What might not work fine a month down the road are my bras. Whoda thunk? I guess I never really and truly believed that I’d get smaller again – I’ve just been doing the old ‘fake it til you make it’ thing these past few weeks. Now that there’s proof that I just might get into the old ‘skinny’ clothes after all – I’ve got a few things to address. I don’t need to run out and spend money I don’t have just yet – I’m still doing fine in my old undertogs. But they are a decade or more old (buying things for me virtually came to a stop when Elihu was born). Regardless of weight, my spirit seems to crave a few nice, new underthings. All part of this chrysalis thing. Slow and steady…

Although I really miss crunchy, salty snacks and some good, hard-core sweet stuff now and again, I’ve learned something pretty amazing for me: a very tiny amount of the craved foot can really hit the spot. ! Just two potato chips, for example.
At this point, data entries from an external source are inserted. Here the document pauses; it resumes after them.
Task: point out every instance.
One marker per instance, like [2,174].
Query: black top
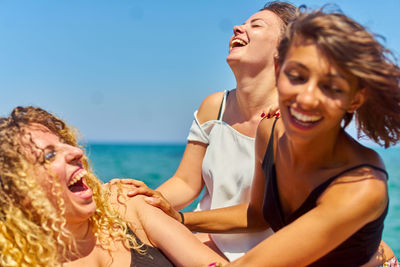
[151,257]
[354,251]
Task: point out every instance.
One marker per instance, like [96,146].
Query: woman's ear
[358,99]
[277,68]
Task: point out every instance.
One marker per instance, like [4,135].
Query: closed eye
[50,155]
[294,77]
I know, I know! You don’t believe me! Hell, I wouldn’t believe me! But just a bite or two sates me, calms me. It reminds me of the flavor and crunch. And just two dark chocolate-covered pomegranate seeds can take the edge off a sweet craving. In eating less of these foods, when I do have them, they’re much ‘punchier’; saltier, sweeter somehow… Plus now that my goal seems closer, it’s easier still to keep it to just a quick taste. Course I can then enjoy a burger pattie for supper, so that takes the sting off. Yeah, for as boring as this Atkins thing is, it does make dieting so so much easier. And in the future, when I disembark from this carb-less routine, I will be so much more aware of what I eat. Much more aware of gratuitous eating and empty calories.

All of those carbs are going to taste so much better ten more pounds from now, I just know it. And hopefully, I’ll be able to enjoy my life just fine with fewer of em.